Saturday, May 19, 2007

Animal

THIS WEEK, WE bring you an Emo Kid episode in glorious Technicolour! Wow, it feels like the glorious age of 1920s cinema all over again! Not that I was part of the glorious age of 1920s cinema, of course. Thanks go to my lovely wife Naz for colouring this one in... I'm contemplating making every comic colourful from here on in. All in favour say 'Aye', or just drop me an e-mail, because the chances are I don't know where you live, and even if I did, I wouldn't be able to hear you saying 'Aye' unless you called me on the phone. And if I don't know you, I'm not sure I'd want you calling me anyway; you might be scary. How do you spell 'Aye' anyway? Answers on a postcard. Or in a comic, if you like, with one answer in each panel - 'Aye'. 'I'. 'Eye'. 'Aaiiiiii'. I'll stop now.

Saturday, May 12, 2007

Introducing Job, the Envelope Boy

INTRODUCING YET ANOTHER new character to Lame Champion Comics, 'Job, the Envelope Boy'. Aren't you all lucky! This story is an introduction to the comedy of errors which is Job's attempt at finding, well, a job. Scroll down to the Cast of Characters to find out more. I apologise for the difference in comic size this week. There is a logical explanation, but as they say, I could tell you, but then I'd have to kill you.

Saturday, May 05, 2007

Pigeon-Hole

MY WIFE HAS just finished an essay questioning whether disability rights activism has resulted in a 'movement'. Needless to say, after she finished I nicked all her books and did some reading of my own.

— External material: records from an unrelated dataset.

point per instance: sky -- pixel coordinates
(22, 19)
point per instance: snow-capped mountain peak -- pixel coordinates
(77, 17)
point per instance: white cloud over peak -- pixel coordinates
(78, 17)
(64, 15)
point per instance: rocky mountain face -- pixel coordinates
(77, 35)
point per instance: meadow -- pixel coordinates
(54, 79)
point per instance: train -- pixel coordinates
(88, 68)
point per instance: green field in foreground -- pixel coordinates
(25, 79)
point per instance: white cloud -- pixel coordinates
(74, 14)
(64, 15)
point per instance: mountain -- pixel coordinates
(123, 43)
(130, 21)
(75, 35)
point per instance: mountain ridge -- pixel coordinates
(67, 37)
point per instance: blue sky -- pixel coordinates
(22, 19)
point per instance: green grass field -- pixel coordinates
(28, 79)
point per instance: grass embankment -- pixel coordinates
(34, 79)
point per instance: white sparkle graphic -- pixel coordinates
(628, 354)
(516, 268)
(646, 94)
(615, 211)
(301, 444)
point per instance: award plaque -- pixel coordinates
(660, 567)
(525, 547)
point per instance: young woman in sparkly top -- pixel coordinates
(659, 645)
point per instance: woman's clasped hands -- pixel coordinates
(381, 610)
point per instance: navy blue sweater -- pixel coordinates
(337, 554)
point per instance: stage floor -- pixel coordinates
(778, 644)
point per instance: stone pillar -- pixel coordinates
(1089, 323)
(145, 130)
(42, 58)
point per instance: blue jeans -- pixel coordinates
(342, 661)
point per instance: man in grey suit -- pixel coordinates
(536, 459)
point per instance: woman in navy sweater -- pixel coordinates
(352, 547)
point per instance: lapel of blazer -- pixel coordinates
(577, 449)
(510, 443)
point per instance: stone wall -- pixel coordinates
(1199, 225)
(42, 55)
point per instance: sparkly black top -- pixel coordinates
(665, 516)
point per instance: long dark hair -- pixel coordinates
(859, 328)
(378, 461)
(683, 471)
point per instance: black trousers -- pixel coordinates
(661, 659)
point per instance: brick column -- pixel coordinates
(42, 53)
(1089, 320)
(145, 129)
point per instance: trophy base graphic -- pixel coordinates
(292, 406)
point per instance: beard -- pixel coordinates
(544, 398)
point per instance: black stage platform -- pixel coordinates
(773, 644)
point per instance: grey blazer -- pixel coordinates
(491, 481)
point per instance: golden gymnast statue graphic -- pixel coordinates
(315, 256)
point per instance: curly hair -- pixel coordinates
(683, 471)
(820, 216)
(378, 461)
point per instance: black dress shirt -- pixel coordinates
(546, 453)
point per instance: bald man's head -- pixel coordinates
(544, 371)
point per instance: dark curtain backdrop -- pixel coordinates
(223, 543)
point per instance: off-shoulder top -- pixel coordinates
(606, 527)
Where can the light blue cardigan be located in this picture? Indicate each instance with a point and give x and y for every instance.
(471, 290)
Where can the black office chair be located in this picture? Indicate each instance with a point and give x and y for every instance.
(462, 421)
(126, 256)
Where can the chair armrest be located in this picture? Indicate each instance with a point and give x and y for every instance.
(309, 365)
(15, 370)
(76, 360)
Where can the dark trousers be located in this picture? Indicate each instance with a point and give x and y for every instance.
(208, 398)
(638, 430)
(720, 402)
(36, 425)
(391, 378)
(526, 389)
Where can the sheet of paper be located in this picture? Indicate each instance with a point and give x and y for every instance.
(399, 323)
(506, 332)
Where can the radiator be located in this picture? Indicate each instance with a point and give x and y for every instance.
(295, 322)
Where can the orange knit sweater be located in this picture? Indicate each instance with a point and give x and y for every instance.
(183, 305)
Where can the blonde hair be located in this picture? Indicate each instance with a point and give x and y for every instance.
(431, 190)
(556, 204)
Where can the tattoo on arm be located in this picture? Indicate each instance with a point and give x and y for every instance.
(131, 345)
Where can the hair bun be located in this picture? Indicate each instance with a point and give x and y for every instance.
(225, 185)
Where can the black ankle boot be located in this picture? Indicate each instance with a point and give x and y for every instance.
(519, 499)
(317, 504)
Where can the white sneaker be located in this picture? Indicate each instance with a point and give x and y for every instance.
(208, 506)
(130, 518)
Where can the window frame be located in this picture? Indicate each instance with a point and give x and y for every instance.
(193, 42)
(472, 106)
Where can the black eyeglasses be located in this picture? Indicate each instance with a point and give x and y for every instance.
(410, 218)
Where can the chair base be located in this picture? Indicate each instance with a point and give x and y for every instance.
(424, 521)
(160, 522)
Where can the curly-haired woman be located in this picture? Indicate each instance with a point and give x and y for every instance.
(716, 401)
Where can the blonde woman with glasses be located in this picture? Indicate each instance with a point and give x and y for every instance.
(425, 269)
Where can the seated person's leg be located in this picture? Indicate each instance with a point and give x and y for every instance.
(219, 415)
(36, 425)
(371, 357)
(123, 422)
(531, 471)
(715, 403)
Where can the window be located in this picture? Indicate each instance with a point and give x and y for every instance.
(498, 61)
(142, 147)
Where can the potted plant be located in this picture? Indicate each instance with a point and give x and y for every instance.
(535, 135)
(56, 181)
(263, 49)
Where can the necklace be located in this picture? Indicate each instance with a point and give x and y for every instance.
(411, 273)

A common opinion, according to some sociologists and academics, is that a disability rights movement has not formed completely because, well, disabled people can't physically form political groups, can they? And even if they did give it a go, they don't have a single agenda like the feminists, black or gay rights groups do because there are too many different types of impairments and needs. But most disabled activists themselves argue that there is a movement going on, an underground movement which focusses on our similar experiences and feelings of discrimination and social exclusion. This movement, they say, has nothing to do with impairments, but everything to do with shared experience. The only people who do not see a movement forming are those who don't share that experience. The reason that the academic or sociological (often able-bodied) world do not see a movement forming is their habit of pigeon-holeing disabled people as politically or physically 'unable'. And there, my friends, lies the inspiration for the above comic...

Disabled people? Pigeons? We aren't so different.